Terminaram a conversa entrando no carro. Quando ela colocava o automóvel em funcionamento, a vendedora apareceu lhe acenando e a arquiteta respondendo dizendo que depois passaria para tomar um chá.

Já na rua, Angélica continuou a carga de zombaria sobre Márcio. “- Eu não acredito que você não experimentou nada. Nem mesmo o tênis. Por que não pegou mais algumas coisas? Precisa remodelar seu guarda-roupa. Para sair comigo as que você pegou hoje dá, mas pode providenciar outras. Essas são poucas”.

– Em primeiro lugar, não preciso de muita coisa. E em seguida, quem disse que vou sair com você? Nesta cidade se me virem contigo, no dia seguinte meu corpo estará dependurado num poste. Não! Nem pensar. Quero apenas rever o meu apartamento e “pagar” o meu aluguel. Sendo assim, recuso o presente que me deu.

– Bom! Isso quem decide sou eu e ninguém mais. Não vou ficar aqui falando com você sobre o que ainda não é. Até eu resolver o problema do seu apartamento, ficará em casa comigo e meu irmão.

– E sua mãe? Se ela aparecer lá, eu não responderei pelas consequências.

– Deixa ela comigo. Eu resolvo. Amanhã cedo quando eu for ao meu escritório organizarei isso, inclusive marcar um almoço com meus pais. Decidi que Amadeu só voltará a falar com eles quando tiver condições. Quero evitar o que aconteceu hoje.

– Minha cara Angélica, gostaria de saber onde você adquiriu esse gosto por mandar, dar ordens e querer tudo do seu jeito.

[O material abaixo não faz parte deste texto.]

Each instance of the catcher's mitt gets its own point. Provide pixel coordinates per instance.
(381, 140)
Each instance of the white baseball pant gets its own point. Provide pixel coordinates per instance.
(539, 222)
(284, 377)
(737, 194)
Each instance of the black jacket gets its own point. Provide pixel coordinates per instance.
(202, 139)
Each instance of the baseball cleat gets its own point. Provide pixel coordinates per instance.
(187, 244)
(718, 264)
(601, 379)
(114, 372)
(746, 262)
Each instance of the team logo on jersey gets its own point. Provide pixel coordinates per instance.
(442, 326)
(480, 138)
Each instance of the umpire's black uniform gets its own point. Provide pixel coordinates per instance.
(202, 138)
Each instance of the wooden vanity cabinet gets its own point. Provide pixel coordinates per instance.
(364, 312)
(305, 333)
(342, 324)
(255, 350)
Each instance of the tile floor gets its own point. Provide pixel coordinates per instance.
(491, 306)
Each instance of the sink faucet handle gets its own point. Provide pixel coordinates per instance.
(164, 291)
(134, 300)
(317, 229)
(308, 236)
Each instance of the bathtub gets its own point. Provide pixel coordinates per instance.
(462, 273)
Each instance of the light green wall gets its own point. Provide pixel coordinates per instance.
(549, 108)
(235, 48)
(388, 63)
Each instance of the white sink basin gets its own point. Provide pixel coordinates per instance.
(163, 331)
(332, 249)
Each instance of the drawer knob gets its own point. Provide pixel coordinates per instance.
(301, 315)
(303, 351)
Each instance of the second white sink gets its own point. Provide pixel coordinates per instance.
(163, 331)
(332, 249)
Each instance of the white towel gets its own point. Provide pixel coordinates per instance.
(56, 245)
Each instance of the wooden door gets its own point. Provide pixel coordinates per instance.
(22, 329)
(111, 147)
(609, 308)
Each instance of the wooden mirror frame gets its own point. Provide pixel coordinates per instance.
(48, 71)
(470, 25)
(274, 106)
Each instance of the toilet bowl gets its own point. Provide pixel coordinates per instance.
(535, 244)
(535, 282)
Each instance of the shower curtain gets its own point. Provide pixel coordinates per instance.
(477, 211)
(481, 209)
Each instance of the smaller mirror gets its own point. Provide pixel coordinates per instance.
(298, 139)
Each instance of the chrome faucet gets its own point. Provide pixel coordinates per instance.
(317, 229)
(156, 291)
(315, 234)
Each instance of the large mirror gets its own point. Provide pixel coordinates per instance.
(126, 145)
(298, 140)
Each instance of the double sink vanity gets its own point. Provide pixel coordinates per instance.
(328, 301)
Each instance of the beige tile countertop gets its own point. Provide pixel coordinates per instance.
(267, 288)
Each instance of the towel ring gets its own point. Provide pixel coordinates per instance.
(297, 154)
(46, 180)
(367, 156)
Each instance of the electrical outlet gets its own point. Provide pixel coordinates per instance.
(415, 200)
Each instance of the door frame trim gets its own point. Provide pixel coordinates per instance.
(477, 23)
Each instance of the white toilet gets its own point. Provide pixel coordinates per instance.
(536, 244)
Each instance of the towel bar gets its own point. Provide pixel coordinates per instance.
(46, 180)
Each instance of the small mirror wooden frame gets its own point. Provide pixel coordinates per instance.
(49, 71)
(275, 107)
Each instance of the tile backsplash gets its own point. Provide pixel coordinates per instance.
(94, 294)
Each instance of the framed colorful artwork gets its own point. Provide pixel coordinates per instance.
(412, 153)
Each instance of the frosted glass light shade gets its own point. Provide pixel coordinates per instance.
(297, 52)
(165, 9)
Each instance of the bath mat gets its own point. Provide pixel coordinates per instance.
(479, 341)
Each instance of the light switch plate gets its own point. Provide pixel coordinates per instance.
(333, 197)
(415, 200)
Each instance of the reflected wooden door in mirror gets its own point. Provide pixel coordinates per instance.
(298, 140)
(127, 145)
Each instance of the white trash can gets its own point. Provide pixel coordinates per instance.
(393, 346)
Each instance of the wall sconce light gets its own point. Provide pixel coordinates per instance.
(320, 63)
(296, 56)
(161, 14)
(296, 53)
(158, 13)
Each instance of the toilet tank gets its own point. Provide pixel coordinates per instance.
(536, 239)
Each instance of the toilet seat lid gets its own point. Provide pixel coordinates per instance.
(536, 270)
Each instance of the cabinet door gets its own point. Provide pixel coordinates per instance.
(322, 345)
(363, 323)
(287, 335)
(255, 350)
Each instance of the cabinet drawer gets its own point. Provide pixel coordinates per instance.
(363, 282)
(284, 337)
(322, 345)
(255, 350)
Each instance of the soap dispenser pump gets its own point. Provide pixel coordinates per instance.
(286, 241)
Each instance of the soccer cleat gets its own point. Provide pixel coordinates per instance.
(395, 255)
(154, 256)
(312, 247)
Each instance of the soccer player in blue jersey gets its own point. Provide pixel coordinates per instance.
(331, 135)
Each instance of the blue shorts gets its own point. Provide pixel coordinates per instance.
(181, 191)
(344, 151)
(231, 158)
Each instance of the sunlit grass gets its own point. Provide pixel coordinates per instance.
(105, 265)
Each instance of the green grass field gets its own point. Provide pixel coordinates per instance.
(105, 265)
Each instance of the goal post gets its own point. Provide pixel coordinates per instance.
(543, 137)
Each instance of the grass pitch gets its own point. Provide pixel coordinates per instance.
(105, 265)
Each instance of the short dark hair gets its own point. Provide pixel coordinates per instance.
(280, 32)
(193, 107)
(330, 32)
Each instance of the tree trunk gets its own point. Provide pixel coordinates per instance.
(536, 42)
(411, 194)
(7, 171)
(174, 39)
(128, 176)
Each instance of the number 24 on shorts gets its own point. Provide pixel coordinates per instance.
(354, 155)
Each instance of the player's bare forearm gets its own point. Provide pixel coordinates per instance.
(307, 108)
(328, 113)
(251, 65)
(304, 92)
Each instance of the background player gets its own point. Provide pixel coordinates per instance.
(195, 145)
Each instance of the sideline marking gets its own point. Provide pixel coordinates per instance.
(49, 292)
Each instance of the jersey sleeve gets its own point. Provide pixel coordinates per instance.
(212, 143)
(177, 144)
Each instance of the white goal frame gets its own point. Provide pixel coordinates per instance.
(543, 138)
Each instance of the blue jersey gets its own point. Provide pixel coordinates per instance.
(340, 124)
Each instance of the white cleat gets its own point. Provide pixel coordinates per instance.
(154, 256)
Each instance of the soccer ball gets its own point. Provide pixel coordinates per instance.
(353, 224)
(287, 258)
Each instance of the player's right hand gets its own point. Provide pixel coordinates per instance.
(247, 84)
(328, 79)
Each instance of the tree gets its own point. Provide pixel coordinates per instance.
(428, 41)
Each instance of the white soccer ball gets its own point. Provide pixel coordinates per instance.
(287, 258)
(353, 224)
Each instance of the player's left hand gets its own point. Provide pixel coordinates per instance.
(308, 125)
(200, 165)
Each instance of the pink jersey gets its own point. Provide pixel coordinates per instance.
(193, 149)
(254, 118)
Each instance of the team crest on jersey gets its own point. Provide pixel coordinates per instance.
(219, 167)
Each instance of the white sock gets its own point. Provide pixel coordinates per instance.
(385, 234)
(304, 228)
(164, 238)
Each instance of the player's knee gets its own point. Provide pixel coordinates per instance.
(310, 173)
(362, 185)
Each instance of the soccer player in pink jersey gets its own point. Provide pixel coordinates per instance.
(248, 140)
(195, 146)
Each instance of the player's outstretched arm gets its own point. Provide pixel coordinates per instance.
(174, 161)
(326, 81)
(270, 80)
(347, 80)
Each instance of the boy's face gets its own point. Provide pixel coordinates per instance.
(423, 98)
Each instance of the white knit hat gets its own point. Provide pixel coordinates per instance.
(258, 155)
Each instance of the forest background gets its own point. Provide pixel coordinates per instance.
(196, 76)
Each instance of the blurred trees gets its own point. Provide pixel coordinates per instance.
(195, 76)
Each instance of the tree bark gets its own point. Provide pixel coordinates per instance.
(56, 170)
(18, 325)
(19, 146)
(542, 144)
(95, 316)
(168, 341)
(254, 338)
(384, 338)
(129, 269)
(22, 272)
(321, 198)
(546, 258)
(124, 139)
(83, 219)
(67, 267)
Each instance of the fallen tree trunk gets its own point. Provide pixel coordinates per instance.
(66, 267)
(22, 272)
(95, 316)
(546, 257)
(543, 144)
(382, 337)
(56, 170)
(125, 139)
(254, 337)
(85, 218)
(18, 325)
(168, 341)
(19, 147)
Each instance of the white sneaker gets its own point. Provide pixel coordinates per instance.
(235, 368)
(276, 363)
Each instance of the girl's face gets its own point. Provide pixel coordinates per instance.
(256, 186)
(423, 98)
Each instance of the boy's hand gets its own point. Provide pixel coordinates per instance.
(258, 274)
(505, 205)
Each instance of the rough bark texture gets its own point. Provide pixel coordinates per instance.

– Meu caro Márcio, quem foi que lhe disse que tenho apreço pelo mando? Eu quero dividir, também conduzir e ser conduzida. Se houver equilíbrio, ninguém comanda e todos seguem lado a lado e compartilhando a felicidade. Acho que é por isso que não me dou bem com o sexo oposto. Esses homens têm mania de querer do jeito deles, até na cama querem mandar. Primeiro vem a satisfação deles e, se sobrar um tiquinho, doa para a mulher como se tivesse dando a ela uma migalha para deixá-las contente por terem satisfeito o macho. Sendo assim, meu amigo, sigamos em frente, um ao lado do outro e tentando colocar a cabeça do meu irmão no lugar. Você com suas prioridades e eu com as minhas, quem sabe um dia as fontes que procuramos não se encontram.

O trajeto entre a loja e o apartamento de Angélica foi feito rapidamente. Mas antes de ingressar no prédio, a arquiteta dispensou o segurança-garçom dizendo que não ia precisar mais dele naquele dia, mas era para ficar atento, pois Amadeu estava com ela, contudo Rodolfo não podia jamais desaparecer. “- Estarei por perto, caso precise, dona Angélica. Tenha uma excelente noite”.

O casal entrou no imóvel e mesmo no elevador, se manteve em silêncio. Quando os dois estavam no apartamento, Márcio fez menção de se jogar no sofá e o fez de fato, mas foi alertado pela arquiteta que o dia ainda não tinha terminado. Ambos foram ver se Amadeu ainda dormia. O enxadrista estava completamente adormecido na cama.

Voltaram para a sala e o repórter se jogou no sofá. Angélica lhe disse: “- Nada disso. Vai lá experimentar as roupas e desfilar aqui para eu ver”.

– Como é que é? Nem fodendo!

– Vá logo e tire essa roupa fedorenta do seu corpo. Daqui a coisa começa a ficar complicada e eu não gosto de mosquitos dentro de minha casa.

– Está certo. Preciso tirar essa roupa mesmo. Estou com ela faz dois dias e está com cheiro vencido.

Márcio disse isso, pegando as sacolas, se dirigindo ao quarto de hóspedes. Percebeu que teria que dormir lá mais uma noite. Angélica aproveitou e também foi ver o irmão que dormia feito pedra em sua cama.